10/03/2006

It's a sickness, I tell you

I don't know what virus Hurricanehead has, but it's certainly worn out its welcome. I called on my zombie-arts training to get through the last two days with minimal sleep but I'm achey myself and reaching my crankiness threshold. So I might as well talk about the way some dude killed my yoga buzz Saturday morning.

When I get out of yoga class I'm about half-stoned because I am very good at clearing my mind during meditation and relaxation. I don't know why and I don't care to speculate because no flattering theories suggest themselves. When Hombre and I took hypnobirthing classes, my instructor said I stayed deeply out of it during one session while my three-year-old tried to destroy a plastic skeleton in her office. I had to take her word for it.

Saturday I had to fax something after yoga. No, I don't have a fax machine or a fax utility on the computer. I only recently got an electric pencil sharpener, and I figured why make space on the desk for something I rarely need, unpack it, and learn how it works -- or worse yet, try to get software to work right the first time with Windows -- when every little mail store in the world has a fax for hire?

Now I know exactly why. One, it cost me fourteen dollars to send this particular missive. Two, I had to listen to a middle-aged white guy tell me his take on politics.

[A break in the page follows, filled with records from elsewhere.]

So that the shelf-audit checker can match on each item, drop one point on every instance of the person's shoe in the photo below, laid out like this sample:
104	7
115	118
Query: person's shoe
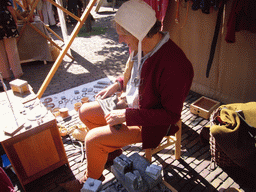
77	185
112	156
19	76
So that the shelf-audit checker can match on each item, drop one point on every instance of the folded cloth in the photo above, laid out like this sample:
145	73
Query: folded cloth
236	133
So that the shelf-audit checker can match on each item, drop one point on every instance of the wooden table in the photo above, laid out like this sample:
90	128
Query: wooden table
36	150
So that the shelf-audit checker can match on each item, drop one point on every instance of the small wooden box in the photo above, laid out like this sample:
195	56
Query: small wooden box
20	86
204	107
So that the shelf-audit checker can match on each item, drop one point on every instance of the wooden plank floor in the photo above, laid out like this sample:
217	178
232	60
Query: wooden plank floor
193	172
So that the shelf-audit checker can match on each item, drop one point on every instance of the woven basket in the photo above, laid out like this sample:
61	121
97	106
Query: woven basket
218	156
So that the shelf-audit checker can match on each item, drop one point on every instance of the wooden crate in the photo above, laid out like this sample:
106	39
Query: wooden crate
204	106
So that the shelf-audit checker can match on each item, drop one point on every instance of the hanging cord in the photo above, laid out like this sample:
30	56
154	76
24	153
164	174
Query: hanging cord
215	37
177	13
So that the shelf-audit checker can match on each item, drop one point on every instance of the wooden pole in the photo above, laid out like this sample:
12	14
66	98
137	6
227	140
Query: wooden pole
65	49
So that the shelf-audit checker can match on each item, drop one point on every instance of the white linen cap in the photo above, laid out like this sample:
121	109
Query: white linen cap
136	17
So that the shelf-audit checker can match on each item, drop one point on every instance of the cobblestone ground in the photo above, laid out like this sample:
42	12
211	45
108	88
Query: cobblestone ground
96	56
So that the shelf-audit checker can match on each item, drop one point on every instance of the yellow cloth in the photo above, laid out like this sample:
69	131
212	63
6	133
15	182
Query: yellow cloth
235	136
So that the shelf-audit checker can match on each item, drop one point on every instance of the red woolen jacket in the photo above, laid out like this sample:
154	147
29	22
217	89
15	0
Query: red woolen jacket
166	78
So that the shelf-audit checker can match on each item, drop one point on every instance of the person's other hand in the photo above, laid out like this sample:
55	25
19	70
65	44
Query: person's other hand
115	117
109	91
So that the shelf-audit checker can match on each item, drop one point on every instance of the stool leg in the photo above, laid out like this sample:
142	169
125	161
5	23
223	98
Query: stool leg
178	140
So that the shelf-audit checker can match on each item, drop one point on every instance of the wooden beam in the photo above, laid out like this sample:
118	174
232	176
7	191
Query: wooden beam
65	10
65	49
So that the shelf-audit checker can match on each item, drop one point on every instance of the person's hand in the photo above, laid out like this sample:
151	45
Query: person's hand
115	117
109	91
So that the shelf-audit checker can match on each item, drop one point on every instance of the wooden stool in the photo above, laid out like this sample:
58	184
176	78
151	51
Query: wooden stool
100	2
170	140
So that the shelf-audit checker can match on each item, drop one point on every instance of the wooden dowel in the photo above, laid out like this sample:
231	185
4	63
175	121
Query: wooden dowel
65	10
65	49
48	28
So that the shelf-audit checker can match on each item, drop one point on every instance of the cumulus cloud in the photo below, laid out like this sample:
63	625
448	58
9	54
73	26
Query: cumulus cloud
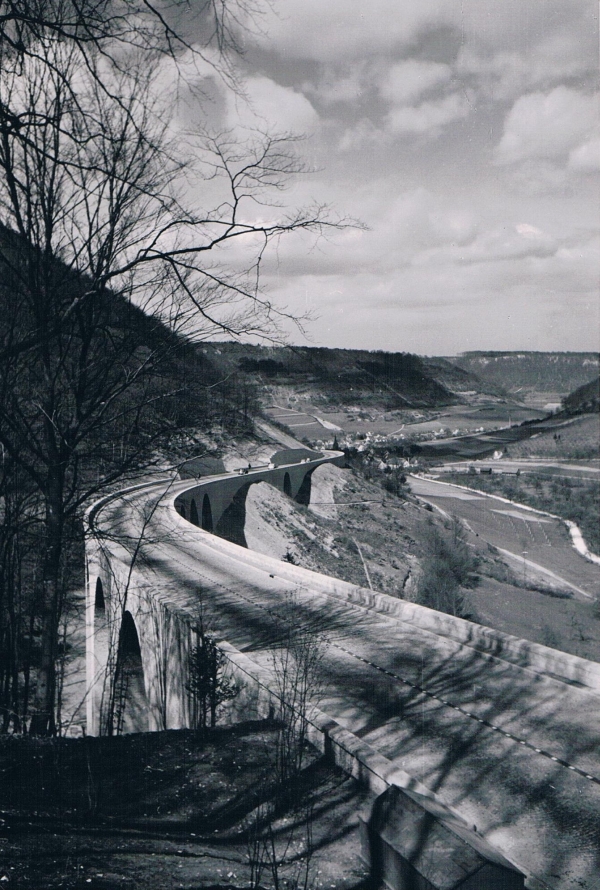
586	157
546	125
269	105
409	80
429	117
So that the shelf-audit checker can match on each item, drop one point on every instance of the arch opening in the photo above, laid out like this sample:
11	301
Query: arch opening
99	604
287	485
130	707
304	492
207	524
232	523
100	645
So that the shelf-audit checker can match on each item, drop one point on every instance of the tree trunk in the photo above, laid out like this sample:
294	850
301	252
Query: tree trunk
43	721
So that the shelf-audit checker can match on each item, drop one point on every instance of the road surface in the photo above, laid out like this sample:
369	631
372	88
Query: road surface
515	753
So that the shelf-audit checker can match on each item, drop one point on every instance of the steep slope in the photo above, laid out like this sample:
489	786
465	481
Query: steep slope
343	376
519	372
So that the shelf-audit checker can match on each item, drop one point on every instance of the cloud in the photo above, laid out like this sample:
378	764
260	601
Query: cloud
586	157
409	80
340	30
546	125
428	118
268	105
496	244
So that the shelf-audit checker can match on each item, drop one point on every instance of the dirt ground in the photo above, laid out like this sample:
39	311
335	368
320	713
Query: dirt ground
167	810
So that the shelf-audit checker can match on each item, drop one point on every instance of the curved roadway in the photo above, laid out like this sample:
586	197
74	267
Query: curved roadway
515	753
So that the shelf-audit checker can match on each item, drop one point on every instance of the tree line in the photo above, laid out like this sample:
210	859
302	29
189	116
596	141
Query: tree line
106	266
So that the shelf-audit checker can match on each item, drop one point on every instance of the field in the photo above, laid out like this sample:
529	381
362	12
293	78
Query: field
565	496
579	439
319	423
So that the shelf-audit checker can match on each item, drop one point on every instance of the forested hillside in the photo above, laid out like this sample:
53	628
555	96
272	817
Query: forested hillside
545	372
351	376
585	399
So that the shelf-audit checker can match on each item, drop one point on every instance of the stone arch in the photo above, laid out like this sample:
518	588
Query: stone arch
101	646
303	493
207	523
287	485
233	520
99	603
130	712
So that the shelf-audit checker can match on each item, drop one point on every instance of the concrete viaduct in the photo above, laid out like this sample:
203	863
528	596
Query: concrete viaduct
491	741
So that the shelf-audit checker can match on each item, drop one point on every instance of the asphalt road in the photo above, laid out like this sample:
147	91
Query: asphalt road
515	753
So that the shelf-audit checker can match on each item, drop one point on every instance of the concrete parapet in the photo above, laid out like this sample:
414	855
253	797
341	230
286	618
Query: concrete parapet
410	839
411	843
532	656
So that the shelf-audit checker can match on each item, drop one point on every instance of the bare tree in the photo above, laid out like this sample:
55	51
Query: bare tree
95	226
284	860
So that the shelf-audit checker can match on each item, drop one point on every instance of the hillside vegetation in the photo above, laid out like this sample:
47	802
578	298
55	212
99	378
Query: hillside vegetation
520	372
585	399
391	380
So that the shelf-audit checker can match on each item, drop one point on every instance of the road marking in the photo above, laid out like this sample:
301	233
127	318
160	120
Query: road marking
431	695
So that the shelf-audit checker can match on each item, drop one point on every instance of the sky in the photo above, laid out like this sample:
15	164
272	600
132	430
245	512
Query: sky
464	135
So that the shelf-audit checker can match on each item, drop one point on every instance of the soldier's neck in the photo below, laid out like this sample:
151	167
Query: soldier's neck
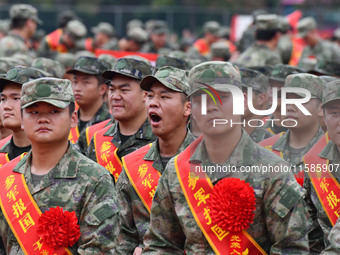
220	147
169	144
20	139
130	126
302	137
47	156
87	112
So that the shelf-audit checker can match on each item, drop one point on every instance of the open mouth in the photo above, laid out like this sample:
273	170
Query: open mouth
155	118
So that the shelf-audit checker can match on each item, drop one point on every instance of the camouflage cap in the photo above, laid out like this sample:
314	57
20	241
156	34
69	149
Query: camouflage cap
6	63
212	27
312	83
173	78
337	34
25	11
134	67
76	29
171	61
57	92
105	28
111	60
265	70
89	65
280	72
50	67
20	75
268	22
254	80
305	25
220	49
214	73
67	59
331	92
134	23
137	34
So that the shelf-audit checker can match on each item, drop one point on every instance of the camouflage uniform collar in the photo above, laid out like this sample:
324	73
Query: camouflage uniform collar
282	143
154	155
144	132
241	155
66	168
330	152
16	36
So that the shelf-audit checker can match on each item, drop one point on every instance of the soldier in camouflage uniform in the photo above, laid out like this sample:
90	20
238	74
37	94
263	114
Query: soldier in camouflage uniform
277	80
24	20
303	131
174	112
104	36
10	87
280	224
259	84
322	223
317	48
267	37
52	68
89	89
57	175
131	129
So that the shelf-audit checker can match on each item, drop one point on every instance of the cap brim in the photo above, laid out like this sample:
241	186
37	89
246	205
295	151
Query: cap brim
149	80
4	82
110	73
57	103
73	71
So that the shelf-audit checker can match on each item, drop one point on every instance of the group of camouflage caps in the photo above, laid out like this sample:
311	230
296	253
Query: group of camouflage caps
260	66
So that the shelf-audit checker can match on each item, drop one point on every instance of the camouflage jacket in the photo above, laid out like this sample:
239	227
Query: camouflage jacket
134	217
75	184
9	148
102	114
259	55
142	137
324	50
259	134
12	44
315	208
280	224
282	145
285	48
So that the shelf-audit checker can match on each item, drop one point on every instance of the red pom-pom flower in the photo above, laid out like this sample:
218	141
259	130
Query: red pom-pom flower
232	204
58	228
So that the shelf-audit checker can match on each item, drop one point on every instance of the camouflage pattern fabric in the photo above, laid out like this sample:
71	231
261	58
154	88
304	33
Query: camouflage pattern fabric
142	137
280	225
134	217
75	184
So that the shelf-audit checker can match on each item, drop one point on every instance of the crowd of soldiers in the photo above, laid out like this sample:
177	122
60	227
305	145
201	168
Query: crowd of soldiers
132	151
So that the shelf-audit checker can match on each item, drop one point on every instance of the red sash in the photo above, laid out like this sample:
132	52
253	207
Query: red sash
326	186
143	176
106	153
196	191
74	135
21	211
93	129
53	40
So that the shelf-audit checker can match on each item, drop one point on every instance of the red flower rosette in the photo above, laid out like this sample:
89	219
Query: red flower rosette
232	204
58	228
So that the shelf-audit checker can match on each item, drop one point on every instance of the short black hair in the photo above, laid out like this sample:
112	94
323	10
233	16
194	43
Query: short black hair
18	23
265	35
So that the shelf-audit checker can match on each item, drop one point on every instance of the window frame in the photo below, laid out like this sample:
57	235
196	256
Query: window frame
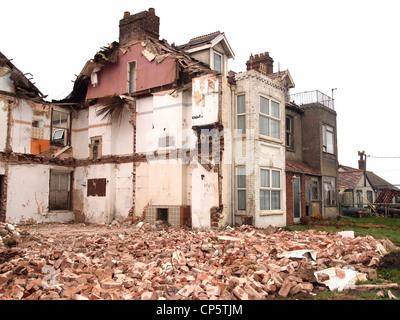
289	132
328	147
69	190
270	188
131	68
221	62
240	188
243	114
270	118
66	137
329	185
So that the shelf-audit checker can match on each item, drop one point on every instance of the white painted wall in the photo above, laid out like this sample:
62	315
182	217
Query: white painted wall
3	123
205	100
28	195
23	115
79	136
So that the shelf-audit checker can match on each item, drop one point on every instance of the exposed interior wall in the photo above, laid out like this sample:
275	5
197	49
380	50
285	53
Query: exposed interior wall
3	122
145	70
28	195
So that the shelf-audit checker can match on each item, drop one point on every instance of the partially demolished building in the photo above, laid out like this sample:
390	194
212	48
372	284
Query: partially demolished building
150	129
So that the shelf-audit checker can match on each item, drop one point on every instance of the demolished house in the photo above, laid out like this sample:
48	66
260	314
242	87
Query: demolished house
153	130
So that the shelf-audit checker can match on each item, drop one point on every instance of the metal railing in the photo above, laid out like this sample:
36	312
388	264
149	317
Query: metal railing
308	97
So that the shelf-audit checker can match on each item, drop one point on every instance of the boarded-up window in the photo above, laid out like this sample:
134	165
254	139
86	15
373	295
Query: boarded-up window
97	187
60	183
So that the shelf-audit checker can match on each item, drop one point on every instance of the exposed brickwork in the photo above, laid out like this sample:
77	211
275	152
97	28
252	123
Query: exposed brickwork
138	26
261	62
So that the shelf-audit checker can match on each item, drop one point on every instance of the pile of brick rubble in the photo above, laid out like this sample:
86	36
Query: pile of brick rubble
146	262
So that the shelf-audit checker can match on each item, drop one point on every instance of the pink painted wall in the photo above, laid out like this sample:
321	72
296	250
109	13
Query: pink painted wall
113	77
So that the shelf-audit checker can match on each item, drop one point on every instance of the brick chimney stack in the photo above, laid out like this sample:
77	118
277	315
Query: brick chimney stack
261	62
138	26
362	161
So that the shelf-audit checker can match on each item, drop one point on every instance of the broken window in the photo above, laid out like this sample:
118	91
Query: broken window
241	113
60	127
37	130
330	191
328	135
96	187
289	132
370	196
270	189
162	214
60	190
95	151
131	77
217	62
241	188
314	191
270	122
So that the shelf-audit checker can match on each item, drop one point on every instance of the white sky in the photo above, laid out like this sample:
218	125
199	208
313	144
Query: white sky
350	45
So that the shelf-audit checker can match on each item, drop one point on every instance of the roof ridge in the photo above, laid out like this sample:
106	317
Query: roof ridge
205	35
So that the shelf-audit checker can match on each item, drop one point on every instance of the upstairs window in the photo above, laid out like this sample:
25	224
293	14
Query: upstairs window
241	113
329	191
132	77
289	132
328	137
241	188
60	124
217	62
270	190
60	190
270	115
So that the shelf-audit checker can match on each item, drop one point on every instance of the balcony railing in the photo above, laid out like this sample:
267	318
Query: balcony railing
308	97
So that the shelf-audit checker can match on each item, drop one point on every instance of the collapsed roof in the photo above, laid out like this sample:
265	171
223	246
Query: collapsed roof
155	49
22	85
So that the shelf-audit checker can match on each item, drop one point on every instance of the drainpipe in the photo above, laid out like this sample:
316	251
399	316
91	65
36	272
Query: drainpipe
233	89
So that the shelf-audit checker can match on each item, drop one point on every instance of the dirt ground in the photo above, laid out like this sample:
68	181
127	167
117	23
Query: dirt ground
390	261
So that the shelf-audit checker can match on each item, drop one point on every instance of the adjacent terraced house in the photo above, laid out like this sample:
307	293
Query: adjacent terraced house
158	131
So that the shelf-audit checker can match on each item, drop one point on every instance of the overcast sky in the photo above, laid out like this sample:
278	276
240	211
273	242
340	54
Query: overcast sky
350	45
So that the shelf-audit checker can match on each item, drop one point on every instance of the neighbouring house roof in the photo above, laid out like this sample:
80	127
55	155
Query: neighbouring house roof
349	177
208	41
282	76
300	167
348	180
23	86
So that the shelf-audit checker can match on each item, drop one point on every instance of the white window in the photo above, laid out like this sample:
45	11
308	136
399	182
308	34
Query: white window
60	190
241	113
270	118
241	188
328	135
329	191
217	62
131	77
289	132
60	127
270	190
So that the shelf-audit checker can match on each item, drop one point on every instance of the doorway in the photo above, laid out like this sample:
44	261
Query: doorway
296	199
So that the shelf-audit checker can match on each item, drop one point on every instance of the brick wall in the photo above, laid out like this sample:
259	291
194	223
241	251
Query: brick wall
138	26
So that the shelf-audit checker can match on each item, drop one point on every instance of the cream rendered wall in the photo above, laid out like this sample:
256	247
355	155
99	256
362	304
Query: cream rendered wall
23	115
28	195
3	123
260	151
79	136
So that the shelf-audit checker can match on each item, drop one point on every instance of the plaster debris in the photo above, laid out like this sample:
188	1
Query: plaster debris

Please don't ask me how that second thing happened. I was still groovy from yoga and not paying attention to the drift of the small talk. Next thing I know, we're talking about how no one in Congress seems interested in upholding principles, and before I can change the subject -- and before my fax is done -- I get to hear about how the Democrats are craven and shameless because they abandoned Joe Lieberman.

I thought about focusing my mind and launching a response, since we were having a conversation and all, but then I realized it was no longer a discussion. It had become a lecture. I decided to cling to what remained of that calm feeling I'd had just five minutes earlier. I listened, sort of, and got the idea that he thought Lieberman had been treated unfairly because, after all, he'd been in politics a long time. Then my lecturer said he was going to vote against all the incumbents in November. No cognitive dissonance there.

Sure enough, the monologue continued unabated until my fax was done and paid for. Did he learn anything from our little chat? I don't see how he could have. Did I? Yes. I learned that in his self-described conservative worldview, party loyalty counts for more than right action. I learned not to talk to strangers right after yoga. And I learned that it's best to have your own office equipment.